While he and Graber want to get the newest store up and operating, Motzer said additional Jimmy John’s are possible if the right location at the right price comes along.
“Right now, we believe in taking a slow approach,” he said. “In the future, I can see some opportunities in Marion, near Blairs Ferry and Edgewood roads, as well as near Kirkwood Community College.”
Jimmy John’s Gourmet Sandwich Shops, based in Champaign, Ill., was founded in 1983 by 19-year-old Jimmy John Liautaud in Charleston, Ill., the home of Eastern Illinois University.
With $25,000 borrowed from his father, Liautaud bought used equipment including a refrigerator, freezer, oven and a meat slicer. His soft drinks were 25 cents with no ice because he could not afford to buy an ice maker.
To raise awareness of his first sandwich shop, Liautaud went directly to potential customers by personally passing out hundreds of sandwich samples on the streets, in college bars, Laundromats and dormitories. The second Jimmy John’s sandwich shop opened in 1985 in Macomb, Ill., home of Western Illinois University, and a third location followed in 1987 in Champaign, where the main campus of the University of Illinois is located.
As additional Jimmy John’s stores were opened primarily in college towns, the chain developed somewhat of a cult following among students.

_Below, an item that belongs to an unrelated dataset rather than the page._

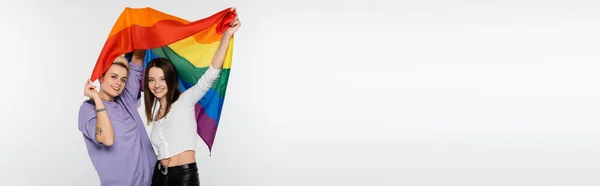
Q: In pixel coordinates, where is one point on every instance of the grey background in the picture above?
(423, 93)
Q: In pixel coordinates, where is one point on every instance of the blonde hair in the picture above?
(121, 61)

Motzer and Graber met and became best friends while they were students at Iowa State University in Ames. They became business partners after they graduated and opened their first Jimmy John’s locations.
“T.J. is the silent partner,” Motzer said. “I basically oversee the five stores to make sure everything is going as it should be.
“I also have a district manager who also has responsibility the five stores. If someone has a catering issue or someone doesn’t show up for work, he can go anywhere at any time.”
Tiffany Earl of Skogman Commercial Realty, who handled the leasing arrangements, said the Iowa Building will be filled with the arrival of Jimmy John’s.
“This is really important for that area because we’re seeing other parts of downtown being redeveloped in the area of TrueNorth and the new federal courthouse,” Earl said. “Jimmy John’s and another eating establishment being developed across the street in the former Grafton Street Pub building will help connect the core area of downtown Cedar Rapids with the revitalized New Bohemia Neighborhood District along the Third Street Corridor.”
Earl said there continues to be interest in the former location of Blend, an upscale restaurant at 221 Second Ave. SE that closed in January 2010.
“A steakhouse has been interested and we still have a lot of people ‘kicking tires,’” she said. “It’s a great place with an opportunity for someone to come in with all the equipment and everything built out. They wouldn’t have the normal debt of a startup restaurant.